Savage and sublime, these coastlines have been returned to again and again by Hoare who has captured their many personalities. As he has embedded himself more and more in this remote terrain, he has increasingly connected with the ancient cultures – resonating with their impulse to place megaliths and cairns and the siting of these structures. But he does not attempt to document these sites in a literal way; more denote the powerful presence of place they harbour.
“The cairns and megalithic tombs of the west coast of Scotland are clearly orientated with the same ancient understanding as those on Achill in Ireland, towards the setting sun and also the rising moon and certain constellations – like some giant observatory or clock,’ he says. ‘I now understand that these stones are markers that configure together to form a ‘mechanism’ in the landscape. Together with the earth they stand on, they form a sacred landscape that is a wider place of gathering to witness various celestial events.” Richard Hoare
Following a successful exhibition at Messums West, Hoare has returned to the coastal path to continue his journey, a kind of universal pilgrimage. Many of the works in this exhibition featured the landscape of the remote and westernmost fringe of Europe – the hills of Achill in Mayo and the north-west coast of Scotland – and new works from the Isle of Skye and the Craignish peninsula. These latest paintings by Hoare revealed to him how the journey has altered and developed his perception of the landscape and afforded a fuller insight that often comes from revisiting a place of inspiration.
Hoare has been painting ever since he left school – a vocational painter in the truest sense. The inspiration for his work goes back to some of his earliest memories of the forests around his Father’s farm in East Anglia. This was magnified by his experiences walking the pilgrim routes of England, France and Spain, drawing and recording all the way.
His first studio was at WASPS in Stockbridge, Edinburgh. During this time, he was a member of Edinburgh Printmakers and there received a strong grounding in printmaking methods which formed the basis to the drawing technique he uses today.

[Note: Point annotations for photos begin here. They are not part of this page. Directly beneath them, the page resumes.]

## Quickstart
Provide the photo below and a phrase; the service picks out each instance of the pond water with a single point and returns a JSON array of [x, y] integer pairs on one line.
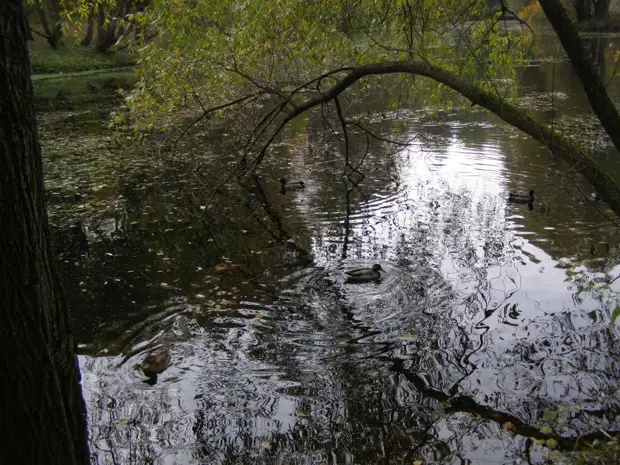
[[491, 327]]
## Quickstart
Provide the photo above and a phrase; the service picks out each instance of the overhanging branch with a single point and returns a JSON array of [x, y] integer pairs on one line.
[[553, 141]]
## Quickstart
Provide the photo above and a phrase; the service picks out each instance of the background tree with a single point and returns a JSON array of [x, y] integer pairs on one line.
[[258, 66], [42, 406], [50, 14]]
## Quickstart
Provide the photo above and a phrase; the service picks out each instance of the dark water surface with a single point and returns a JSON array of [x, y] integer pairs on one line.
[[491, 322]]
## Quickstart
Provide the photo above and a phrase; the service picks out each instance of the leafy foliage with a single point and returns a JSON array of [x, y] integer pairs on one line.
[[209, 54]]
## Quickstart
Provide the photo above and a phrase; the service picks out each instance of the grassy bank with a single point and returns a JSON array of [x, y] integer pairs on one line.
[[72, 57]]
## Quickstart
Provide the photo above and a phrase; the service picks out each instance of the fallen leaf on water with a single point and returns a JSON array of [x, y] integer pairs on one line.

His work never stagnates, always evolving and moving forward, reflecting perhaps the experience of the pilgrimages. This is despite the apparent paradox of his regular return to stand on the same spot in the same locations seen in his work, year after year. The journey begins, rests and then continues with light, every step enriched by the experience of this light.

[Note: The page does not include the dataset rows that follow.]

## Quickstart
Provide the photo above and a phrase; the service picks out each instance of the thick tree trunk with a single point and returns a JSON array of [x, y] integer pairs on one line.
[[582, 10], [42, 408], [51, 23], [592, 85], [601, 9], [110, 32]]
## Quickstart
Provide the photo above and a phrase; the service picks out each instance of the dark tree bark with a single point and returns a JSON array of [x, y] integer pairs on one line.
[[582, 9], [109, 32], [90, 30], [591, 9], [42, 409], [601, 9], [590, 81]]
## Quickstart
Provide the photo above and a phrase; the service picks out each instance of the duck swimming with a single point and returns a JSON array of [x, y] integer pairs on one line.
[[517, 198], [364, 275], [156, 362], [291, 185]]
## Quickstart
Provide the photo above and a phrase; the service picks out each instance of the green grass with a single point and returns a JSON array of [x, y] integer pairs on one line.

Hoare has worked in various countries (America and the Argentinian and Chilean Andes in 2016 and 2017), exploring the archetype of the ‘Mountain of Light’ as a guiding focus in these landscapes. Work that proved to be an excellent preparation for the two-year project and residence in Koumi, Japan, which led to the solo exhibition at the Kougen Museum of Art in 2018. On his return west, Hoare continues to return to the landscape especially on the West Coast.
Hoare’s work is held in public collections, such as Wiltshire County Council, C. Hoare & Co. Bank, Fleet Street, London, The Bridgeman Art Library, The Lowther Art Collection, and Falmouth Art Gallery.